Expanded alloantigen-specific regulatory T cells (Tregs) maintain their immunosuppressive phenotype after stimulation in an inflammatory microenvironment. Long-term expanded Tregs from healthy controls (white triangles, n = 7) or patients with chronic kidney disease (CKD) (black circles, n = 5) were stimulated with anti-CD3/anti-CD28 in the presence or absence of inflammatory cytokines (IFN-γ, IL-6, IL-4, or TNF-α) for two additional weeks. The expressions of Treg markers were determined by flow cytometry. (A–D) Activation of allospecific Tregs from CKD patients in the presence inflammatory cytokines did not have an effect on the percentages of CD25⁺FOXP3⁺ (A, B), CTLA-4⁺ (D), and Helios⁺ (E) cells and on the expression of FOXP3 (C) to the same extent as the Tregs from healthy controls. A representative experiment is shown in (A). The relative increase (IR) of the percentage or median fluorescence intensity (MFI) was calculated by dividing the value in the presence of the cytokine by the value in the absence of cytokines (medium).
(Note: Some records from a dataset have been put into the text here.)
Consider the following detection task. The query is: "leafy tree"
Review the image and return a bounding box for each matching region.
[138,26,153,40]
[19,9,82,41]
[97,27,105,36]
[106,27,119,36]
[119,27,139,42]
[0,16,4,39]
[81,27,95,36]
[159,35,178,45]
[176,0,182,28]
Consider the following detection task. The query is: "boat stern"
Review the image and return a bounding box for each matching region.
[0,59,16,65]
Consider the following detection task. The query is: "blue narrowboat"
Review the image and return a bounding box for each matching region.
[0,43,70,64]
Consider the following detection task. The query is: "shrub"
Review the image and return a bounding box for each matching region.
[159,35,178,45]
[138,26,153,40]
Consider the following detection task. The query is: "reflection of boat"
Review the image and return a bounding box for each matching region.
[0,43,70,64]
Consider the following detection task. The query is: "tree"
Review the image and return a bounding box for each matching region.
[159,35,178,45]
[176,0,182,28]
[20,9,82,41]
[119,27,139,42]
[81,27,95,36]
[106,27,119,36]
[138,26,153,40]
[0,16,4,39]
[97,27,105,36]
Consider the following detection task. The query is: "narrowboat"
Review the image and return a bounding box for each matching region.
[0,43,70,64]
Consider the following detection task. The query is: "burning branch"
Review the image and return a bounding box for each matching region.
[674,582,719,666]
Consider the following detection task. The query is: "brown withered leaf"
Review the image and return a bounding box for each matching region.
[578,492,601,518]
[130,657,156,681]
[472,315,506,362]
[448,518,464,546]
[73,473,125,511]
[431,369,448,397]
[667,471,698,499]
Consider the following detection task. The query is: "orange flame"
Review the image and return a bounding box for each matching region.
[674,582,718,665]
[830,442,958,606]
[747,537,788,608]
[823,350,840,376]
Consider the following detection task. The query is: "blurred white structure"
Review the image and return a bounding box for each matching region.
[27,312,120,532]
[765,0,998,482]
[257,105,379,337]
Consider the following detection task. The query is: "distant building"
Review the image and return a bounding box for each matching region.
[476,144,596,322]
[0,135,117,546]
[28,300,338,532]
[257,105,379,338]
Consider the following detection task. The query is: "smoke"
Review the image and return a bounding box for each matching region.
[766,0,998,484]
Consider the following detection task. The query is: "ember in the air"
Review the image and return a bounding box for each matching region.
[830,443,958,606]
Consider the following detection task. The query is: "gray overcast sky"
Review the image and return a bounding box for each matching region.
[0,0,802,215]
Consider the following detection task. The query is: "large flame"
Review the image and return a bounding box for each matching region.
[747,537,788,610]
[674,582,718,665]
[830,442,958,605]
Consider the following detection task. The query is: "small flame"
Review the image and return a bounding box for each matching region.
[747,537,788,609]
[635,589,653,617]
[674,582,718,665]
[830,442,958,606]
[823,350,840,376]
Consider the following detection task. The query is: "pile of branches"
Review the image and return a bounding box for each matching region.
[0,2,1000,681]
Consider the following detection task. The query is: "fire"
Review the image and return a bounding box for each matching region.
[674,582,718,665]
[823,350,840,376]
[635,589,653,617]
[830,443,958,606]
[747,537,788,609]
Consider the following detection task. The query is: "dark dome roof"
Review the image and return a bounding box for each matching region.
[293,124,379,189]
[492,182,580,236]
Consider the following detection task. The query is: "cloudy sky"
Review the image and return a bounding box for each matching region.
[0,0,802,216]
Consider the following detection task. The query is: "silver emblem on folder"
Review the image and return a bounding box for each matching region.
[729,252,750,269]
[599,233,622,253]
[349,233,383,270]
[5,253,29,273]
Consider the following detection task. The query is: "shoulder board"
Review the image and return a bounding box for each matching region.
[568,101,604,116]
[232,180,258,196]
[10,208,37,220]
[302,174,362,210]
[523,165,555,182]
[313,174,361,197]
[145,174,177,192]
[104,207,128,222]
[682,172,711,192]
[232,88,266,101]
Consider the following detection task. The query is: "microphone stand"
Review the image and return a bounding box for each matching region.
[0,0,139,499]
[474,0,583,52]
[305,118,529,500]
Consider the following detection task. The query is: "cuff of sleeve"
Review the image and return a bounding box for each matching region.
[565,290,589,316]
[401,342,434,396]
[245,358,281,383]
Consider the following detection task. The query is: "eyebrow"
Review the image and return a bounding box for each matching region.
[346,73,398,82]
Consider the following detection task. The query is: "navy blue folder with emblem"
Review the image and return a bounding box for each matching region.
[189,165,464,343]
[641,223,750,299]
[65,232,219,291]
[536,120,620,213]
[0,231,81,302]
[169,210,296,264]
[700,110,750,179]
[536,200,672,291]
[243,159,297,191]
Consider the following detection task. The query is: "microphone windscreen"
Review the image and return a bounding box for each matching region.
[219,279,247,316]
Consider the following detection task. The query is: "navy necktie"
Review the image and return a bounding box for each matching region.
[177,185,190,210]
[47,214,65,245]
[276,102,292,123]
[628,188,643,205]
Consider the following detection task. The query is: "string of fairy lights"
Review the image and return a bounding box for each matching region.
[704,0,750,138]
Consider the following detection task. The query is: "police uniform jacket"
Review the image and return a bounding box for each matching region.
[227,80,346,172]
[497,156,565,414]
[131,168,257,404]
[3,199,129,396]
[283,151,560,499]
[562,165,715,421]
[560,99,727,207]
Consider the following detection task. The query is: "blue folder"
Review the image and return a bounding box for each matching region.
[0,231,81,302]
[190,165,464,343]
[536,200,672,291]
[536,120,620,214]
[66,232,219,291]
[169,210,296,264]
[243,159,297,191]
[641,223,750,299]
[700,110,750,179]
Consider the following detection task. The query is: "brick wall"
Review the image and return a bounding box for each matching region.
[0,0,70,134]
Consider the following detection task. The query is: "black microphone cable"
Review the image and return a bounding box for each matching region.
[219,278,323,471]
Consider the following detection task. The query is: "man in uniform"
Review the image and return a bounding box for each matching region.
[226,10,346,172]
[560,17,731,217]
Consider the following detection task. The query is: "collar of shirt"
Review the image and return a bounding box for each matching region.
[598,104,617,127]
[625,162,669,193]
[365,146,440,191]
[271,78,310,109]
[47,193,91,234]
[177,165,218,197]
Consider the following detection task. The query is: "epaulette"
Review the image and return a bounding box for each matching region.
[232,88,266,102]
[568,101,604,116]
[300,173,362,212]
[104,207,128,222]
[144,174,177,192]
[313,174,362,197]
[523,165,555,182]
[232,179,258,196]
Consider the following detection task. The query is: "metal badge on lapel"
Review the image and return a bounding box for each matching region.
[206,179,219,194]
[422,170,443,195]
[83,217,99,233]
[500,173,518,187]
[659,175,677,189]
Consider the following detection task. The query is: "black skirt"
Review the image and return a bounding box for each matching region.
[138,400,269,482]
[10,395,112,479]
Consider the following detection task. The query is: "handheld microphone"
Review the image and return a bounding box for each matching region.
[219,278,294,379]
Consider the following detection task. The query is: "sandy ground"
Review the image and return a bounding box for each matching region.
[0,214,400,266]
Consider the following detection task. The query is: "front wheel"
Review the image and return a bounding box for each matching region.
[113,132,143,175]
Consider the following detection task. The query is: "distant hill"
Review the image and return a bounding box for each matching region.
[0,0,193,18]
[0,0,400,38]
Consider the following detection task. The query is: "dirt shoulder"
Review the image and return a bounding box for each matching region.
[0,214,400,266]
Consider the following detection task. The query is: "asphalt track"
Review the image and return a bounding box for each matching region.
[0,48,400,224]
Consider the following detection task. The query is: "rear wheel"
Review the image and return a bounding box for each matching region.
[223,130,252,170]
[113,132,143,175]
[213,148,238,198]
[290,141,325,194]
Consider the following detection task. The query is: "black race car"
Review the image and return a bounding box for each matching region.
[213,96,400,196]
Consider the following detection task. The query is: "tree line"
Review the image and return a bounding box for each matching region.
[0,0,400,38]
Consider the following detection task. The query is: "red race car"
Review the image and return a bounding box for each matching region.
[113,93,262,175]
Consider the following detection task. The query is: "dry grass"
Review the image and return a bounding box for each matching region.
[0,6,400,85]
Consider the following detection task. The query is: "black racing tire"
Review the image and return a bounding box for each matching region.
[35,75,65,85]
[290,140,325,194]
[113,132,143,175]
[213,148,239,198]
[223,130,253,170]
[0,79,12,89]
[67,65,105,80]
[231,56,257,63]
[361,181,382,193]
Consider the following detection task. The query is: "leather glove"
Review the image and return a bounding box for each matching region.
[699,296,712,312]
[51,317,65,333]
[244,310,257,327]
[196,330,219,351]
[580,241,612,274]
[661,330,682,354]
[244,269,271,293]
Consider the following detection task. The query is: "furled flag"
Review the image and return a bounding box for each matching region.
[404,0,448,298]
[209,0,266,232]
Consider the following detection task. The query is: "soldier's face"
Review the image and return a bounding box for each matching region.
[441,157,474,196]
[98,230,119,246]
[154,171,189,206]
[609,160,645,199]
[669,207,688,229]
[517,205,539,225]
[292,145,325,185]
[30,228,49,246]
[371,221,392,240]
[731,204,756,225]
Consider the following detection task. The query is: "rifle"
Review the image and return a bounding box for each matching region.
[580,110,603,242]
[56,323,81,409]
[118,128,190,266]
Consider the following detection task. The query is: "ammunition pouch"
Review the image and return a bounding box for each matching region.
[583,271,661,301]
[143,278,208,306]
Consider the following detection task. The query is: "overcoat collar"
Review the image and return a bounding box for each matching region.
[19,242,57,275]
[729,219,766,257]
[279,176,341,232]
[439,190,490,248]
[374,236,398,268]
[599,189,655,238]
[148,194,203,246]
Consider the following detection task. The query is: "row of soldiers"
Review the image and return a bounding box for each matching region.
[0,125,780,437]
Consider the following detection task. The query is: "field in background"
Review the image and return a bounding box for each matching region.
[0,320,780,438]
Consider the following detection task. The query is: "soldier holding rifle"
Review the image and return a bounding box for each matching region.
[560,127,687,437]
The results are shown as the mean ± SEM. Statistical analysis was performed using the Kruskal–Wallis test. No significant differences were observed.

Figure 7

Allospecific regulatory T cells (^alloTregs) maintained their in vitro function after stimulation in an inflammatory microenvironment. Long-term expanded ^alloTregs from healthy individuals (white triangles, n = 5) or patients with chronic kidney disease (CKD) (black circles, n = 5) were stimulated with anti-CD3/anti-CD28 in the presence or absence of inflammatory cytokines for two additional weeks, and then in vitro allospecific suppression assays were performed. (A, B) The ^alloTregs from both patients and healthy controls maintained their capacity to suppress both CD4⁺ (left) and CD8⁺ (right) T-cell proliferation after expansion in the presence of all the inflammatory cytokines evaluated (IFN-γ, IL-6, IL-4, and TNF-α). A representative experiment is shown in (A). The relative increase (IR) of the percentage of suppression was calculated by dividing the value in the presence of the cytokine by the value in the absence of cytokines (medium). All experiments were performed in duplicate. The results are shown as the mean ± SEM. Statistical analysis was performed using the Kruskal–Wallis test. No significant differences were observed.

Figure 8

Expanded regulatory T cells (Tregs) maintained their phenotype and in vitro function after long-term cryopreservation. On day 28 of polyclonal expansion, alloantigen-specific Tregs (^alloTregs) from healthy individuals (white triangles, n = 4) or patients with chronic kidney disease (CKD) (black circles, n = 4) were cryopreserved for a long time (>6 months), and then the cells were thawed and polyclonally expanded. The expressions of the Tregs markers and their in vitro immunosuppressive function were determined by flow cytometry. (A–F) After 2 weeks of stimulation, thawed ^alloTregs from both groups maintained the proportions of CD25⁺FOXP3⁺ (A), CTLA-4⁺ (C), LAG-3⁺ (D), and CD39⁺ (E) cells and the expression of FOXP3 (B), but a low proportion of Helios⁺ cells (F). (G) Cryopreserved allospecific Tregs can suppress the proliferation of both polyclonal CD4⁺ (left) and CD8⁺ (right) T cells after 2 weeks of expansion. Representative experiments are shown in (A, G). The results are shown as the mean ± SEM. Statistical analysis was performed using the Mann–Whitney U test or Wilcoxon test. No significant differences were observed.

Figure 9

Cryopreserved allospecific regulatory T cells (^alloTregs) expressed high levels of the chemokine receptors CXCR3, CCR4, and CCR2. Long-term cryopreserved ^alloTregs from healthy controls (white triangles, n = 4) or patients with chronic kidney disease (CKD) (black circles, n = 4) were thawed and polyclonally expanded for 2 weeks. The expressions of chemokine receptors were determined by flow cytometry. (A, B) The expanded Tregs of both groups had high percentages of CXCR3⁺ (A), CCR4⁺ (B), and CCR2⁺ (C) cells, but a low proportion of CCR7⁺ cells (D). Representative experiments are shown in (A–D). White histograms represent FMO (fluorescence minus one) controls. The results are shown as the mean ± SEM. Statistical analysis was performed using unpaired t-test. No significant differences were observed.